Les musulmans ne reconnaissent pas la Sainte Trinité, ni la divinité de Jésus, ils refusent d’admettre que Jésus est Fils de Dieu. Allah « ni il n’engendre, ni il est engendré ».
La foi de tous les chrétiens repose sur la Trinité. Le mystère de la Très Sainte Trinité est le mystère central de la foi et de la vie chrétienne. Dieu seul peut nous en donner la connaissance en se révélant comme Père, Fils et Saint-Esprit. L’Incarnation du Fils de Dieu révèle que Dieu est le Père éternel, et que le Fils est consubstantiel au Père, Il est en Lui et avec Lui le même Dieu unique.
« La foi catholique consiste en ceci : vénérer un seul Dieu dans la Trinité, et la Trinité dans l’unité, sans confondre les Personnes ni les séparer » (cf. Symbole de Saint Athanase > www).

La foi des musulmans : un Dieu unique et son messager, le « prophète » Mohammed (un « prophète » qui n’a en aucune manière mené une vie sainte !).
Les musulmans ne croient pas à l’Incarnation, ni au don du Saint-Esprit.

« Le Verbe de Dieu fait homme », cette phrase m’a bouleversée.
La foi en l’Incarnation véritable du Fils de Dieu est le signe distinctif de la foi chrétienne. Sans perdre la nature divine, Il a assumé la nature humaine (ce qui est blasphème pour les musulmans).
Jésus-Christ est vrai Dieu et vrai homme. Il est l’unique médiateur entre Dieu et les hommes. Le Fils de Dieu a travaillé avec des mains d’homme, Il a pensé avec une intelligence d’homme, Il a agi avec une volonté d’homme, Il a aimé avec un coeur d’homme. Né de la Vierge Marie, Il est vraiment devenu l’un de nous, en tout semblable à nous, hormis le péché.
Mais le Dieu des musulmans, « Allah », est inconnaissable !

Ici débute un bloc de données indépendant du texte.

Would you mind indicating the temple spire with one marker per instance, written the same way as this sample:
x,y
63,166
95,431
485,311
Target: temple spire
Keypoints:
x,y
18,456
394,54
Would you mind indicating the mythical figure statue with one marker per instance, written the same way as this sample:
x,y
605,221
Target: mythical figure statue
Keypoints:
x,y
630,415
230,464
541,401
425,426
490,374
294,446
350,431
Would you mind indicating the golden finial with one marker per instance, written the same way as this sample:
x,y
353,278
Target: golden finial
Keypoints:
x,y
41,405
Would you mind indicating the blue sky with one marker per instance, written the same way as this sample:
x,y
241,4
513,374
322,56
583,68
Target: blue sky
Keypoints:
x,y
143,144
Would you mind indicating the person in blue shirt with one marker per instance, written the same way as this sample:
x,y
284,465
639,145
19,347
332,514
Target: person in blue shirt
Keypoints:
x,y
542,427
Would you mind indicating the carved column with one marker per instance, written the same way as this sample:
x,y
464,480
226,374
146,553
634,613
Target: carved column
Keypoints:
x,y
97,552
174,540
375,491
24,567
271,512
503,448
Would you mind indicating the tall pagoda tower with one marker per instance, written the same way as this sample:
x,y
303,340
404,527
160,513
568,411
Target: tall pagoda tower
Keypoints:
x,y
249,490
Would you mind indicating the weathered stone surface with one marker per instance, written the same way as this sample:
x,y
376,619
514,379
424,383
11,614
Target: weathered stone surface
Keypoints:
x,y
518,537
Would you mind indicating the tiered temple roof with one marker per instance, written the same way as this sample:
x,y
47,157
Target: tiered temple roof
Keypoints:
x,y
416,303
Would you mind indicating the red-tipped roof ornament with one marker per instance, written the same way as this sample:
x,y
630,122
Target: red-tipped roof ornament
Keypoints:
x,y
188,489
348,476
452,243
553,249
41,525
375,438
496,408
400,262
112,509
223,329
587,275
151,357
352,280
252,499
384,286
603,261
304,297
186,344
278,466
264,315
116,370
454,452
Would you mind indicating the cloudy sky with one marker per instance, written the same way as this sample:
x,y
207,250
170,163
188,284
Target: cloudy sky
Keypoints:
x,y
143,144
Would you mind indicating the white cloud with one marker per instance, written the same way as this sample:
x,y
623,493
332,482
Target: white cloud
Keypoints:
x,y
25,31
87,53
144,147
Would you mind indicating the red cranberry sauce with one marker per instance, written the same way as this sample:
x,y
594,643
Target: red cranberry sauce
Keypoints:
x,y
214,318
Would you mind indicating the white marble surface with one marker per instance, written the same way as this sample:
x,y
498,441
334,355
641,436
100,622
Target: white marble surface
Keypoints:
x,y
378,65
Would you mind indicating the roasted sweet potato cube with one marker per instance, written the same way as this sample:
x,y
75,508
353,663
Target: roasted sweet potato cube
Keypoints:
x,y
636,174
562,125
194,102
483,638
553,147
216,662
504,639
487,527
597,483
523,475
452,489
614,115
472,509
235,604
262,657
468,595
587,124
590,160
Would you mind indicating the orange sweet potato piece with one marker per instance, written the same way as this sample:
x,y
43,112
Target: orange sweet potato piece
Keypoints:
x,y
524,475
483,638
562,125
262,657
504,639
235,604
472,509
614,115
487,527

« Issa » (Jésus) dans le coran, est-il Jésus de la Bible ?
Marie du coran est-elle Marie de la Bible ? Je renvoie aux études et publications du Père Edouard-Marie Gallez (et par exemple ici > www).
Si c’est la même Marie, pourquoi ne la reconnaissent-ils pas Mère de Dieu (alors qu’ils reconnaissent qu’elle a enfanté en demeurant vierge) ? Pour les musulmans, Marie n’est pas « la servante du Seigneur », alors je me demande pourquoi la Sainte Vierge a accepté d’enfanter cet enfant ? Pourquoi Il a été « conçu du Saint-Esprit et est né de la Vierge Marie, si ce n’est pas Dieu qui vient à nous » ? La Vierge Marie, « le fruit le plus excellent de la rédemption », a « coopéré au salut des hommes avec sa foi et son obéissance libre », elle a prononcé son oui « au nom de toute la nature humaine ».
Si Marie du coran n’est pas Mère de Dieu, nous ne pouvons avoir le même Dieu !

Dieu peut-Il envoyer Son Fils et puis Mohammed ?
Dieu peut-Il avoir deux paroles, comme les pécheurs ?
Dieu ne serait-Il pas sûr ? Dieu peut-Il se tromper ? Changer d’avis ? Non !
Et si Mohammed a été envoyé après jésus, alors à quoi a servi la mort et la rédemption de Jésus ?

Dans le christianisme, un Dieu d’amour qui pardonne, et en islam Allah, un « dieu » de haine qui punit, châtie et a déjà destiné des hommes pour l’enfer… Notre Dieu n’a créé personne pour aller en enfer.

Allah, un « dieu » qui permet à l’homme quatre femmes (et pourquoi pas une demi douzaines?) ! Heureusement que nous sommes différents des animaux! Merci, Seigneur, pour le sacrement de mariage!

Notre Dieu n’a pas créé le mal, le « dieu » des musulmans a créé le mal.

Il faut voir la vidéo de l’abbé Pagès « appel aux musulmans modérés » (cf. > www).

« Nul ne peut aller au père que par Moi », par ce verset, je comprends aussi que musulmans et chrétiens n’ont pas le même Dieu. Pour aller au Père, il faut passer par Jésus, et les musulmans ne passent pas par Jésus, ne reconnaissent pas sa divinité.

Je partage avec vous ce passage que j’ai trouvé dans le « Dictionnaire de la réplique » (publié par le Centre Henri et André Charlier aux éditions Godefroy de Bouillon), sous la signature A.D.V. : « Le coran est le « Verbe fait livre », la vérité, non pas incarnée, à la différence du christianisme, mais imprimée de sorte que ce n’est pas Mohammed qui est l’équivalent de Jésus, mais – toute proportion gardée – le coran lui-même. »

                        Marie-Magdeleine.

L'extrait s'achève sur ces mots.